The erstwhile Tax Mistakes to avoid in 2021
The tax laws in the US are quite complicated but the taxpayers make quite simple mistakes while filing their tax returns.
Let us have a look at the most common tax mistakes which are made by the US taxpayers and can be avoided during this tax year.
- Not filing tax returns on time
According to the estimates made by the IRS, 20% of the US taxpayers would wait till the last date for filing their tax returns. However, waiting till this last minute can cause them to miss the deadline. Even if the taxpayers are filing a request for an extension in the deadline to file the tax returns there would be the need to pay any tax that is owed by the actual deadline. In case, the tax payments are not made by the due date then the taxpayer would be charged interest by the IRS.
This is one of the most common mistakes made by the taxpayers while filing their tax returns.

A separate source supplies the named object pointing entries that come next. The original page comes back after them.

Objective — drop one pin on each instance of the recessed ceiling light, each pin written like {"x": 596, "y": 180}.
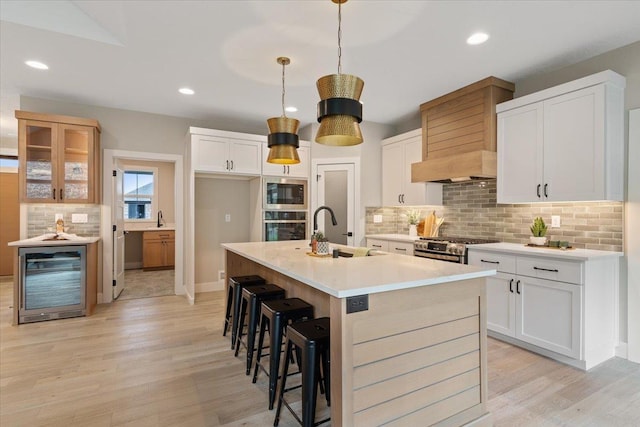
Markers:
{"x": 478, "y": 38}
{"x": 37, "y": 64}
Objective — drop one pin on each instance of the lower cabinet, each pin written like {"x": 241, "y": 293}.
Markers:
{"x": 158, "y": 249}
{"x": 566, "y": 312}
{"x": 393, "y": 246}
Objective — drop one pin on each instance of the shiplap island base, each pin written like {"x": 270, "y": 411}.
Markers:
{"x": 416, "y": 356}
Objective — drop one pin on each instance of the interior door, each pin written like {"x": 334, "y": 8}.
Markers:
{"x": 336, "y": 189}
{"x": 118, "y": 234}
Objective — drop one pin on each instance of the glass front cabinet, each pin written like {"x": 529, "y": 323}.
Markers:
{"x": 59, "y": 158}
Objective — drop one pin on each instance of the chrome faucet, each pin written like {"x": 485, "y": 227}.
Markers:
{"x": 315, "y": 217}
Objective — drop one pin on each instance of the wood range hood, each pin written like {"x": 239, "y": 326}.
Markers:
{"x": 459, "y": 133}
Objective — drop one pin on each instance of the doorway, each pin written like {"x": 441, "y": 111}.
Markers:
{"x": 335, "y": 186}
{"x": 110, "y": 252}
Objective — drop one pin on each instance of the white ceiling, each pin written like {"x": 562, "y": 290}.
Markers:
{"x": 136, "y": 54}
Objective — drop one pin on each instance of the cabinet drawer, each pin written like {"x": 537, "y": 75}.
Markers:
{"x": 501, "y": 262}
{"x": 379, "y": 245}
{"x": 159, "y": 235}
{"x": 400, "y": 248}
{"x": 551, "y": 269}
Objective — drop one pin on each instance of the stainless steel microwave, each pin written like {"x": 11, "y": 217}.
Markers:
{"x": 284, "y": 194}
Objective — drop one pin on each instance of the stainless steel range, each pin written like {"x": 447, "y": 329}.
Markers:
{"x": 451, "y": 249}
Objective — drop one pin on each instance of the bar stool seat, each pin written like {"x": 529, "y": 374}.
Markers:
{"x": 276, "y": 316}
{"x": 252, "y": 298}
{"x": 234, "y": 294}
{"x": 311, "y": 338}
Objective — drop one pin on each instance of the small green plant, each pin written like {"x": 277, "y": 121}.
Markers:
{"x": 539, "y": 228}
{"x": 318, "y": 236}
{"x": 413, "y": 217}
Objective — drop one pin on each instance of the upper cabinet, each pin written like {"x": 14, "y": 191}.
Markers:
{"x": 563, "y": 144}
{"x": 226, "y": 152}
{"x": 59, "y": 158}
{"x": 398, "y": 153}
{"x": 300, "y": 170}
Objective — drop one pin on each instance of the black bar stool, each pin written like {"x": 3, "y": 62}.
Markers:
{"x": 233, "y": 302}
{"x": 252, "y": 297}
{"x": 311, "y": 339}
{"x": 276, "y": 315}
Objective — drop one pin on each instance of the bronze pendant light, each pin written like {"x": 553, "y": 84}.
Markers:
{"x": 283, "y": 141}
{"x": 339, "y": 109}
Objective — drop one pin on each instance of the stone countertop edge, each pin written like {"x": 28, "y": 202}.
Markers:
{"x": 395, "y": 237}
{"x": 336, "y": 276}
{"x": 522, "y": 249}
{"x": 35, "y": 243}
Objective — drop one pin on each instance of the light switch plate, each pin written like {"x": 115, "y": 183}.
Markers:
{"x": 79, "y": 218}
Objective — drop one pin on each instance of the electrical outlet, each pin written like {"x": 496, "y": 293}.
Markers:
{"x": 79, "y": 218}
{"x": 357, "y": 303}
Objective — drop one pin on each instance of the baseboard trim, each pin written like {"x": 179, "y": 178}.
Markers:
{"x": 622, "y": 350}
{"x": 218, "y": 285}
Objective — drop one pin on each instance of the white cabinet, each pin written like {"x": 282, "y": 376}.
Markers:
{"x": 562, "y": 307}
{"x": 390, "y": 245}
{"x": 300, "y": 170}
{"x": 563, "y": 144}
{"x": 227, "y": 153}
{"x": 398, "y": 153}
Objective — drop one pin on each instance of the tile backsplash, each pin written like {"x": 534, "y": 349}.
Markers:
{"x": 41, "y": 218}
{"x": 470, "y": 210}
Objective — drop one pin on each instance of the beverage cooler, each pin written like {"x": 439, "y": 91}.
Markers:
{"x": 52, "y": 282}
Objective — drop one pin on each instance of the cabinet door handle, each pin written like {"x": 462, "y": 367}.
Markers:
{"x": 554, "y": 270}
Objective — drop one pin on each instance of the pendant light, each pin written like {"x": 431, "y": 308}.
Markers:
{"x": 339, "y": 109}
{"x": 283, "y": 132}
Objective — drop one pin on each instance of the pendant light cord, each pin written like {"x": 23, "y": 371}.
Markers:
{"x": 283, "y": 112}
{"x": 339, "y": 38}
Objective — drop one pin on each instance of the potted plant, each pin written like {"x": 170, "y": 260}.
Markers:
{"x": 413, "y": 217}
{"x": 539, "y": 231}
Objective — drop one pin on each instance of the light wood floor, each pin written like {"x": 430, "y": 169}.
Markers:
{"x": 161, "y": 362}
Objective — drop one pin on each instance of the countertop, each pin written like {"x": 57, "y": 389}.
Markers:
{"x": 37, "y": 241}
{"x": 571, "y": 254}
{"x": 394, "y": 237}
{"x": 344, "y": 277}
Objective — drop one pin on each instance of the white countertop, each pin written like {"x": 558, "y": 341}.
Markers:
{"x": 38, "y": 241}
{"x": 569, "y": 254}
{"x": 344, "y": 277}
{"x": 394, "y": 237}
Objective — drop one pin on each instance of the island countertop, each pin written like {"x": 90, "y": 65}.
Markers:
{"x": 344, "y": 277}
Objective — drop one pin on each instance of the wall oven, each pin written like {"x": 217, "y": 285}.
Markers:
{"x": 52, "y": 282}
{"x": 284, "y": 194}
{"x": 284, "y": 225}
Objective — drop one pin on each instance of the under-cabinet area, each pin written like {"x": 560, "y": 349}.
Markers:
{"x": 562, "y": 304}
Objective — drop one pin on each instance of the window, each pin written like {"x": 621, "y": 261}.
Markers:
{"x": 139, "y": 194}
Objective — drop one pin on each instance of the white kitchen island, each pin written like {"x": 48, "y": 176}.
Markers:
{"x": 415, "y": 356}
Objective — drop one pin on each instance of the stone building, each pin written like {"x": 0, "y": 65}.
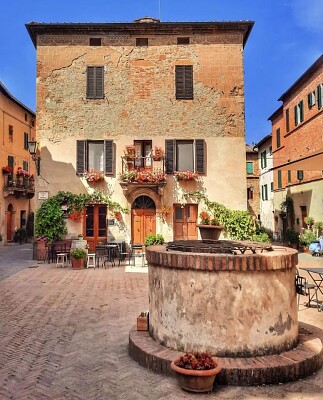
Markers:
{"x": 253, "y": 195}
{"x": 297, "y": 133}
{"x": 266, "y": 184}
{"x": 17, "y": 127}
{"x": 105, "y": 90}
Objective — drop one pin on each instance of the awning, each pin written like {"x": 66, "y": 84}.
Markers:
{"x": 310, "y": 162}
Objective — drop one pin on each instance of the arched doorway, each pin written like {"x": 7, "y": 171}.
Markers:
{"x": 9, "y": 222}
{"x": 143, "y": 219}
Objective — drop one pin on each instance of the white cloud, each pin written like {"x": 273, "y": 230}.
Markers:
{"x": 308, "y": 14}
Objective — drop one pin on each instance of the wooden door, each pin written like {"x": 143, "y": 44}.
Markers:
{"x": 304, "y": 215}
{"x": 9, "y": 225}
{"x": 185, "y": 220}
{"x": 95, "y": 225}
{"x": 143, "y": 223}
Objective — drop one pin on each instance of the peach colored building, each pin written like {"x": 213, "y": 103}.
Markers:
{"x": 297, "y": 134}
{"x": 145, "y": 85}
{"x": 17, "y": 127}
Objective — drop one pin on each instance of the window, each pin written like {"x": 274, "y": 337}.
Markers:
{"x": 279, "y": 177}
{"x": 287, "y": 120}
{"x": 141, "y": 41}
{"x": 183, "y": 40}
{"x": 264, "y": 192}
{"x": 184, "y": 82}
{"x": 300, "y": 175}
{"x": 182, "y": 155}
{"x": 95, "y": 41}
{"x": 94, "y": 155}
{"x": 278, "y": 138}
{"x": 249, "y": 167}
{"x": 94, "y": 84}
{"x": 320, "y": 96}
{"x": 10, "y": 133}
{"x": 263, "y": 159}
{"x": 311, "y": 99}
{"x": 299, "y": 113}
{"x": 25, "y": 140}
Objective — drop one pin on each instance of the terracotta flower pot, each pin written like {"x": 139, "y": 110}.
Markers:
{"x": 198, "y": 381}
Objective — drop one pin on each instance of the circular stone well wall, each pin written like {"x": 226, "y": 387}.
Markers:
{"x": 227, "y": 304}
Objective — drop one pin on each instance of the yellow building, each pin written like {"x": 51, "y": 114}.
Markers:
{"x": 17, "y": 128}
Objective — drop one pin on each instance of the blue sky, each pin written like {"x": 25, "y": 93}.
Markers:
{"x": 286, "y": 40}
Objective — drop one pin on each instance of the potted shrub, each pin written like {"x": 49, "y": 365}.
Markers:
{"x": 292, "y": 237}
{"x": 78, "y": 256}
{"x": 153, "y": 239}
{"x": 196, "y": 372}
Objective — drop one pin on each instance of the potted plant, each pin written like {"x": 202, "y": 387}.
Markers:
{"x": 130, "y": 151}
{"x": 292, "y": 237}
{"x": 209, "y": 228}
{"x": 158, "y": 154}
{"x": 196, "y": 372}
{"x": 78, "y": 256}
{"x": 185, "y": 175}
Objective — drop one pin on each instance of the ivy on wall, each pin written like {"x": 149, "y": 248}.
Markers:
{"x": 50, "y": 221}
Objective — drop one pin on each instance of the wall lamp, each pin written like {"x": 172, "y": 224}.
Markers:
{"x": 32, "y": 148}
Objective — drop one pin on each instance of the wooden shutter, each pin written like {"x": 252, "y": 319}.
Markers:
{"x": 319, "y": 97}
{"x": 80, "y": 156}
{"x": 278, "y": 137}
{"x": 279, "y": 174}
{"x": 184, "y": 81}
{"x": 109, "y": 156}
{"x": 199, "y": 156}
{"x": 170, "y": 156}
{"x": 301, "y": 111}
{"x": 287, "y": 119}
{"x": 94, "y": 86}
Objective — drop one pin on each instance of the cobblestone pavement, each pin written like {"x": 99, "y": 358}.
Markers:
{"x": 64, "y": 335}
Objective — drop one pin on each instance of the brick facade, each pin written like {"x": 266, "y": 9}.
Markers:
{"x": 139, "y": 102}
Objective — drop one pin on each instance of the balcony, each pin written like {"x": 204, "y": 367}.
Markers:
{"x": 143, "y": 172}
{"x": 19, "y": 186}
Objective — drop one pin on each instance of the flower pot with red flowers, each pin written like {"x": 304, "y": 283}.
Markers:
{"x": 78, "y": 256}
{"x": 6, "y": 170}
{"x": 196, "y": 372}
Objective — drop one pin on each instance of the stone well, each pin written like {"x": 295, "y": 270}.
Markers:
{"x": 232, "y": 299}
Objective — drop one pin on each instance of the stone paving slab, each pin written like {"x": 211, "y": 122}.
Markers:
{"x": 64, "y": 335}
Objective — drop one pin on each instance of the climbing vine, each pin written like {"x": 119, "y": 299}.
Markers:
{"x": 238, "y": 224}
{"x": 50, "y": 222}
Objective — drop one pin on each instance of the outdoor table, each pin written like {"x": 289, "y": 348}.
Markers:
{"x": 317, "y": 276}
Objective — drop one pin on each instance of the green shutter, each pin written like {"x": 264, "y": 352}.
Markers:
{"x": 319, "y": 96}
{"x": 279, "y": 175}
{"x": 301, "y": 111}
{"x": 249, "y": 167}
{"x": 287, "y": 119}
{"x": 109, "y": 156}
{"x": 199, "y": 154}
{"x": 170, "y": 156}
{"x": 278, "y": 137}
{"x": 80, "y": 156}
{"x": 289, "y": 176}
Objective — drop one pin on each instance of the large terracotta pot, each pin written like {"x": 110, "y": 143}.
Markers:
{"x": 198, "y": 381}
{"x": 210, "y": 231}
{"x": 78, "y": 263}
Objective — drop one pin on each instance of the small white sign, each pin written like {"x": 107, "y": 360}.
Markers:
{"x": 42, "y": 195}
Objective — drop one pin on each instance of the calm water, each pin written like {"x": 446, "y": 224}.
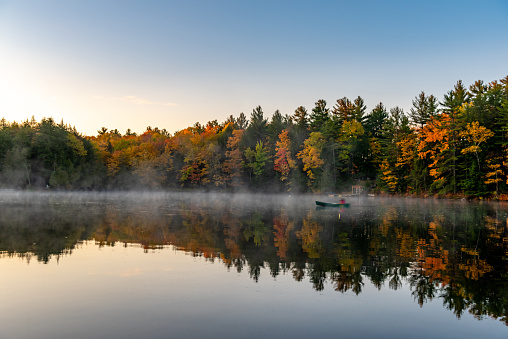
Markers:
{"x": 214, "y": 266}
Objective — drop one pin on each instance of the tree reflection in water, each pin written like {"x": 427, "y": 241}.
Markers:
{"x": 453, "y": 251}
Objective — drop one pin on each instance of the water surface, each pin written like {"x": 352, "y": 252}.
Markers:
{"x": 121, "y": 265}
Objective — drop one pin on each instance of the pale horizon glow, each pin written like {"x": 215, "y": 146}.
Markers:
{"x": 169, "y": 64}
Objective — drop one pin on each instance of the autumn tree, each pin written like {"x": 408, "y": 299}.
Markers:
{"x": 311, "y": 157}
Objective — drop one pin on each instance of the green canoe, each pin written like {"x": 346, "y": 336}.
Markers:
{"x": 331, "y": 204}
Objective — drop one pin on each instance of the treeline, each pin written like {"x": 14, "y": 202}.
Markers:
{"x": 456, "y": 146}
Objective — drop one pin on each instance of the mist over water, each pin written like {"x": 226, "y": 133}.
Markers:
{"x": 380, "y": 256}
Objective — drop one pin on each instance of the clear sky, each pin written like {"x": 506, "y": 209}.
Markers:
{"x": 168, "y": 64}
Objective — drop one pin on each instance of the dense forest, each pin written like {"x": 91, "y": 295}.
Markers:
{"x": 456, "y": 146}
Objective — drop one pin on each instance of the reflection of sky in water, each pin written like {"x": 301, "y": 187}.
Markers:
{"x": 122, "y": 292}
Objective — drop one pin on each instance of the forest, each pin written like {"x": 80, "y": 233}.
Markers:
{"x": 453, "y": 147}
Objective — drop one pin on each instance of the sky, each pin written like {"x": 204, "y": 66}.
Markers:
{"x": 169, "y": 64}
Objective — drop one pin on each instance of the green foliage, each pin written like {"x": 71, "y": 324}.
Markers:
{"x": 429, "y": 150}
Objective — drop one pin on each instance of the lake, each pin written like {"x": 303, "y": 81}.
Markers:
{"x": 198, "y": 265}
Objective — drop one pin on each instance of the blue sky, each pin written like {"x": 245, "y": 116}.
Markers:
{"x": 169, "y": 64}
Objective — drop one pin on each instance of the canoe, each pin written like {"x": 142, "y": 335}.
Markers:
{"x": 331, "y": 204}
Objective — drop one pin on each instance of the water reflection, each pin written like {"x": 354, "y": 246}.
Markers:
{"x": 454, "y": 251}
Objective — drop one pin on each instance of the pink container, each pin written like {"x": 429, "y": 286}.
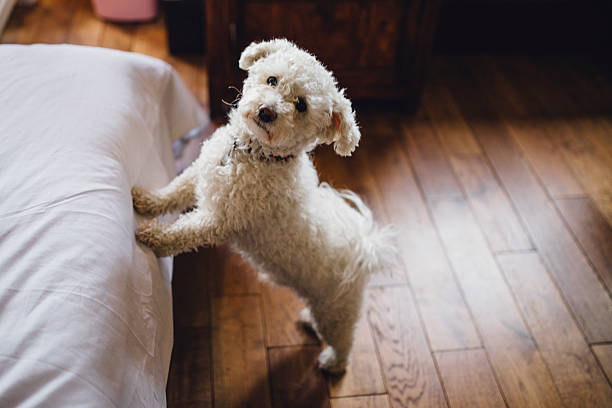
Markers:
{"x": 125, "y": 10}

Some of them either leave some boxes blank or some make a typo error while filling important details like Social Security Number.
One of the easiest methods by which you can avoid this is by importing the tax return which has been filed in the previous tax year. By this, you can avoid any typo error associated with manual entry of the filing information.
Not aware of the latest tax laws
The US tax laws are not only complicated but are subject to minor changes every year. It is imperative for the taxpayers to know in detail about the changes that have been made into the tax laws so that they do not miss the details on the tax deductions and credit.
The filing status of a taxpayer would determine the tax rate of a taxpayer and his eligibility to avail the tax deductions. If a wrong filing status is being chosen by a taxpayer then he would have to either underpay or overpay the taxes which would have its own implications on the cost. For instance, married couples who are filing tax returns jointly have different rules than those who are filing their returns separately.
Making wrong choices about itemizing
While filing your tax returns, you can either choose between itemizing or claim a Standard deduction. If you are itemizing then you would not be able to claim Standard Deductions. Out of the two, you can choose either one out of the two choices.
There are certain deductions which you can claim easily without the need for any itemizing. These deductions can be making contributions into the IRA or the deduction related to the Student loan interest. However, some deductions can only be claimed if itemized which gives up the right for claiming the Standard Deduction.
- Not getting any help while tax filing
Tax filing is complicated and should not be done on your own. You can take the help of various software programs which are designed with the aim of making tax filing easier and simpler. You can answer a series of simple questions which would help you in identifying your deductions and credits and thus, simplifying your process of filing the returns.
Moreover, taxpayers can also take assistance from tax professionals then it would be a great option to avoid any mistakes while tax filing.
Usually, the tax experts and professionals would advise on keeping a copy of the tax return filed for a period of at least two years. That’s a general time period for which the IRS would be able to legally audit the taxpayers for the gross under-reporting of their income.
If taxpayers are not reporting all of their income, then the probabilities are quite high that the IRS would know about them. As the IRS receives forms like Form W-2s and Form 1099S for the entire income you earn, it is quite easier for the IRS to know even if you are not reporting.
The IRS can carry criminal prosecutions for any wrong or non-reporting of income by the taxpayers. Taxpayers can be penalized for the non-reporting of all income and it is always advisable to report the correct income to the IRS.
So, now since the taxpayers have an idea about the erstwhile tax mistakes it is wiser to be careful, avoid these mistakes and rule out the possibilities of being penalized.